Using the Metagraph Approach for Addressing RDF …

Glyndŵr University Research Online Conference Paper

Using the Metagraph Approach for Addressing RDF Knowledge Representation Limitations Chernenkiy, V., Gapanyuk, Y., Nardid, A., Skvortsova, M., Gushcha, A., Fedorenko, Y. and Picking, R. This is a paper presented at the 7th IEEE Int. Conference on Internet Technologies and Applications ITA-17, Wrexham, UK, 12-15 September 2017 Copyright of the author(s). Reproduced here with their permission and the permission of the conference organisers. Recommended citation: Chernenkiy, V., Gapanyuk, Y., Nardid, A., Skvortsova, M., Gushcha, A., Fedorenko, Y. and Picking, R. (2017) 'Using the Metagraph Approach for Addressing RDF Knowledge Representation Limitations'. In: Proc. 7th IEEE Int. Conference on Internet Technologies and Applications ITA-17, Wrexham, UK, 12-15 September 2017, pp. 47-52. doi: 10.1109/ITECHA.2017.8101909.

brought to you by COREView metadata, citation and similar papers at core.ac.uk

https://core.ac.uk/display/287589377?utm_source=pdf&utm_medium=banner&utm_campaign=pdf-decoration-v1

978-1-5090-4815-1 / 17 / $ 31,00 © 2017 IEEE

Using the metagraph approach for addressing RDF knowledge representation limitations

Valeriy Chernenkiy, Yuriy Gapanyuk, Anatoly Nardid, Maria Skvortsova, Anton Gushcha, Yuriy Fedorenko

Informatics and Control Systems Bauman Moscow State Technical University, BMSTU

Moscow, Russia [email protected]

Richard Picking Computing

Wrexham Glyndwr University Wrexham, UK

[email protected]

Abstract — This paper proposes an approach for addressing Resource Description Framework (RDF) knowledge representation limitations using an emergent graph model. The metagraph model is proposed to solve this problem. The formal definition of the metagraph model is given. Metagraph and hypergraph models are compared and it is shown that the hypergraph model does not implement the emergence principle. Textual predicate representation of the metagraph model is given covering all the main elements of the metagraph data model. RDF reification limitation and N-ary relationship limitation are examined. It is shown that the metagraph model addresses RDF limitations in a natural way without emergence loss. Proposed textual representation of the metagraph model allows clear and emergent description of the examined problems.

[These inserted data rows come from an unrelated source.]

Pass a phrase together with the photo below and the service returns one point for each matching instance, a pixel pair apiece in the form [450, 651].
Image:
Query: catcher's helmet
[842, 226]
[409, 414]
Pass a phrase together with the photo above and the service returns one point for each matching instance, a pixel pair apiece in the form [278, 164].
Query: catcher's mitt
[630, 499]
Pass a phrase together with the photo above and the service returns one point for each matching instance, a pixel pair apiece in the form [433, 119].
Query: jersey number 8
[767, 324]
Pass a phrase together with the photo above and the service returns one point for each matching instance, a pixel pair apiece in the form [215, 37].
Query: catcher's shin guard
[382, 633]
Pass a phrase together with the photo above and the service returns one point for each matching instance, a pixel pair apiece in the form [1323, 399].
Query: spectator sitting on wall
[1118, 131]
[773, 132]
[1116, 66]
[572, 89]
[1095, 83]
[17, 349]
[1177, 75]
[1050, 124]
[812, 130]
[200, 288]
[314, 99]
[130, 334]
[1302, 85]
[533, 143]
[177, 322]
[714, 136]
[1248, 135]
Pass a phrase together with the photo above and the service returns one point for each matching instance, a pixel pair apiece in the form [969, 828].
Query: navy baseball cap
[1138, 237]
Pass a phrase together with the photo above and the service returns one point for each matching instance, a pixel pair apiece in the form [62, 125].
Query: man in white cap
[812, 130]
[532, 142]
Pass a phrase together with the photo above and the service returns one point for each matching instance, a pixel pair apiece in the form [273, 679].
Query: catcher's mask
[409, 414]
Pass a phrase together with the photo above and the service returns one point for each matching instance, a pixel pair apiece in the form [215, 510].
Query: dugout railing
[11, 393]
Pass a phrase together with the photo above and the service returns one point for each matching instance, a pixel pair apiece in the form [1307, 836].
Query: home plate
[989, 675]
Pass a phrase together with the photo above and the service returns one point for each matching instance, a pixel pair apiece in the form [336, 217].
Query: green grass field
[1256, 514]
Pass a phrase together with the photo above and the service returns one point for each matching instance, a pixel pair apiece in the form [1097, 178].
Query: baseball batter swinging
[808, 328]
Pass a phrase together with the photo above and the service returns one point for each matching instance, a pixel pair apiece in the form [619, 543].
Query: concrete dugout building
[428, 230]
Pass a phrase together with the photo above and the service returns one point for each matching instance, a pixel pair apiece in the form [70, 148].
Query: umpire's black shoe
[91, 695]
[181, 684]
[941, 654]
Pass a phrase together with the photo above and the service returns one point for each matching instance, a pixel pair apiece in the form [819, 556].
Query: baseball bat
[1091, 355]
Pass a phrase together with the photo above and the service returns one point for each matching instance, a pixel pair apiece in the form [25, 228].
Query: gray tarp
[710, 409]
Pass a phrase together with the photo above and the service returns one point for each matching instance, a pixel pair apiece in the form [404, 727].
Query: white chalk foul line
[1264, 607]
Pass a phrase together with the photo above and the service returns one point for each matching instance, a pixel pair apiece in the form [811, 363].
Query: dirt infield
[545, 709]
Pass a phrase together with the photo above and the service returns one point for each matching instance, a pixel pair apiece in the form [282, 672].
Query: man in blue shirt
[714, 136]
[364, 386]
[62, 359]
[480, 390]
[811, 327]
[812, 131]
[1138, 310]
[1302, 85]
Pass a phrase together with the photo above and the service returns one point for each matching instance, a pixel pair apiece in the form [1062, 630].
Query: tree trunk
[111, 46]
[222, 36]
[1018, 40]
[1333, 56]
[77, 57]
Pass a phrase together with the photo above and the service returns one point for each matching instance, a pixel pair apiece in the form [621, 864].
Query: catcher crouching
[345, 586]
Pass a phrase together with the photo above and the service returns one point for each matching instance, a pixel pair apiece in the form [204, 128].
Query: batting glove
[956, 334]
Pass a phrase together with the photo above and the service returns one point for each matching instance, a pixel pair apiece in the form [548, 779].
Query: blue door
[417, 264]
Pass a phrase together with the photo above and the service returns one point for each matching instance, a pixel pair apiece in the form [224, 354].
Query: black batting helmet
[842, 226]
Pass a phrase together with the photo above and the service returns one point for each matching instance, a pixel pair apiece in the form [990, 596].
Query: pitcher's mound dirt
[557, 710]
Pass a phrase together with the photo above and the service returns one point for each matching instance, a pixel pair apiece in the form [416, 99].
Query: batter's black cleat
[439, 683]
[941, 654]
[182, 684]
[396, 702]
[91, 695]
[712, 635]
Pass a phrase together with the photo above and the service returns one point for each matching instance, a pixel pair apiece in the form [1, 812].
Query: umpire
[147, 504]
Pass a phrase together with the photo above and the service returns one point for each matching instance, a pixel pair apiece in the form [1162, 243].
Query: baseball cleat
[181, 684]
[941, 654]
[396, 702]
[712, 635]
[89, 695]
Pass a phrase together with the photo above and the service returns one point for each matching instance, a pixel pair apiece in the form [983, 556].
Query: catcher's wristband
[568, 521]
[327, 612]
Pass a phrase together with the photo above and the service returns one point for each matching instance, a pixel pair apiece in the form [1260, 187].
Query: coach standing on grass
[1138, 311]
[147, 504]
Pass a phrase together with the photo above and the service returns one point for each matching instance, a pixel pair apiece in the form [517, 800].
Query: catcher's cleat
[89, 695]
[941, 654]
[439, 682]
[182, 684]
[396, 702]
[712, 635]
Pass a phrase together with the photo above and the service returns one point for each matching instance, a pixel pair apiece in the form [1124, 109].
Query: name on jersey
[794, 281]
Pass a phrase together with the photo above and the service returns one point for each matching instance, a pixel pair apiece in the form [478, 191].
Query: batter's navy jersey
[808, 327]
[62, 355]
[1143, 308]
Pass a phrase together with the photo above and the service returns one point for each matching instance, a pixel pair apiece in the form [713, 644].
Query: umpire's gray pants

Keywords — Knowledge representation, RDF, Flat graph model, Hypergraph model, Metagraph model

I. INTRODUCTION

There is no doubt that knowledge representation is one of the most important tasks in AI and software development. This is in particular due to the fact that modern software has become more and more complex combining elements of AI, Internet technologies and other emerging technologies. Using poor or limited knowledge representation models may significantly increase the complexity of information system algorithms, the size of the program code, and the complexity and size of the database. Thus knowledge representation model optimization still remains an important research task.

Graph models are one of the central points in knowledge representation. In the field of web-oriented information systems it is possible to reveal two approaches in graph model knowledge representation: a) using a semantic web approach and b) using a general graph technologies approach.

In the case of the semantic web approach, Resource Description Framework (RDF) is used as the data model, and SPARQL is used as the query language. RDFS (RDF Schema) and OWL (OWL2) are used as ontology definition languages, built on the base of RDF. Using RDFS and OWL, it is possible to express various relationships between ontology elements (class, subclass, equivalent class, etc.) [1]. For RDF persisting and SPARQL processing, special storage systems are used e.g. Apache Jena.

Semantic web technologies are brought to the level of industrial technologies and are used in a number of information systems. But this approach has several limitations.

The first limitation is that the RDF data model consists of very small data items – “subject-predicate-object” triples. As a result an average sized relational database may correspond to a triple store containing billions of triples. The second limitation is the N-ary relation limitation [2]. This limitation is that the RDF model does not allow simple ways to describe N-ary relations between vertices of the semantic graph, which complicates the description of complex situations in the semantic graph.

Because of these limitations, the semantic web approach uses a general graph technologies approach based on graph databases. Graph databases use the flat graph or multigraph data model. Usually SQL-like languages with graph extensions are used as query languages. The best-known example of such a database is Neo4j.

Nowadays, there is a tendency to complicate the graph database data model. An example of this tendency is the HypergraphDB database that is the component of the OpenCog AI project. As the name implies, HypergraphDB uses the hypergraph as data model.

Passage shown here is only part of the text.